Grenwood et Higginson, de Londres, a tracé le plan de ce domaine.(Référence : Archives canadiennes, Ottawa. Catalogue de plans et cartes, p. 172, no. 1397.)
En 1795, M. S.-L. Watson a rempli la même fonction pour le gouverneur,
afin d’accorder aux loyaux sujets de Sa Majesté des concessions de
soixante acres en superficie. Comme les soldats ont droit à cent acres,
ils ont la faculté de prendre le surplus soit à Cataracoui, soit dans
d’autres endroits de la Province.
Le
gouvernement de la Métropole favorise le plan de Haldimand dont le but
est de fortifier l’élément anglais au Canada et d’arrêter l’expansion
de la race française. En établissant à Sorel, aux Trois-Rivières, à
Yamachiche, à Yamaska, dans les Cantons de l’Est et même à Gaspé, ces
essaims de loyalistes, il espère encercler les fils des pionniers du
pays et les noyer au milieu des nouveaux venus.

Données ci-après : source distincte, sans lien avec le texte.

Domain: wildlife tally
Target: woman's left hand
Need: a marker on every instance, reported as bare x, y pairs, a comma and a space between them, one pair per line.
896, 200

Les desseins de la
Providence ne sont pas ceux des pauvres mortels : les loyalistes qui
devaient porter le coup de grâce à notre peuple, non seulement sont
disparus de Sorel et de ses environs mais, de nos jours, ils désertent
leur château-fort des Cantons de l’Est, où ils étaient les seuls
maîtres au commencement du siècle dernier. Nos compatriotes les
supplantent et y prennent de si profondes racines que jamais on ne
pourra les déloger. A Sorel, on ne rencontre plus qu’une poignée des
descendants des vrais loyalistes.
Son Altesse royale le prince William Henry
Au
mois de septembre 1787, le Canada reçoit la visite de Son Altesse
Royale, le Prince William Henry. Québec, Montréal, Chambly, lui font
des réceptions magnifiques. Sa visite à Sorel n’est pas banale. La
Gazette de Québec rapporte cet événement : « Hier après-midi, le 18
septembre, vers quatre heures, Son Altesse Royale, le Prince, en son
retour de Montréal et de Chambly, nous honora d’une visite.... Elle fut
saluée d’une décharge de l’artillerie de la garnison lorsqu’il mit pied
à terre à la maison seigneuriale, où l’honorable Samuel Holland,
écuyer, arpenteur-général de la province, lui ayant présenté un plan de
la ville, il plut à Son Altesse Royale de nous permettre l’honneur de
lui donner son nom: William-Henry. Après avoir dîné à la maison
seigneuriale, Son Altesse Royale fut conduite à la Place d’Armes où
elle fut saluée derechef par la garnison. Après quoi, ayant fait une
courte visite au magasin, elle traversa à Berthier, accompagnée du
colonel Dundas et du capitaine Smith, de l’Artillerie. Son Altesse
Royale fut saluée une troisième fois en entrant dans le bateau, par la
garnison et la milice canadienne.... Il est impossible de faire une
description des vives expressions de contentement et de satisfaction
qui se manifestaient sur le visage de tous ceux qui étaient présents en
cette auguste occasion. Nous nous flattons que tous les loyaux
habitants de William-Henry se ressouviendront longtemps de cet
événement avec une joie toujours nouvelle.... » De cette époque la
ville prend le nom de William-Henry qu’elle conserve durant
trois-quarts de siècle.
Les humbles commencements de cette ville
Dans
la ville proprement dite, il y a 75 maisons, bâties en bois, et 180
lots concédés. Robert Jones recommande au gouverneur de prélever une
rente annuelle sur chacun de ces lots et d’établir des chantiers pour
la construction des navires. Il réserve, dans ce but, trois lots de 250
pieds de front sur 600 de profondeur, situés sur le bord de la rivière
vis-à-vis la pointe de Saint-Joseph-de-Sorel. Dans sa lettre du 26 mars
1798, il conseille au gouverneur de faire labourer l’île Ronde, d’y
bâtir deux granges et de concéder les îles aux Corbeaux et au Cauchon.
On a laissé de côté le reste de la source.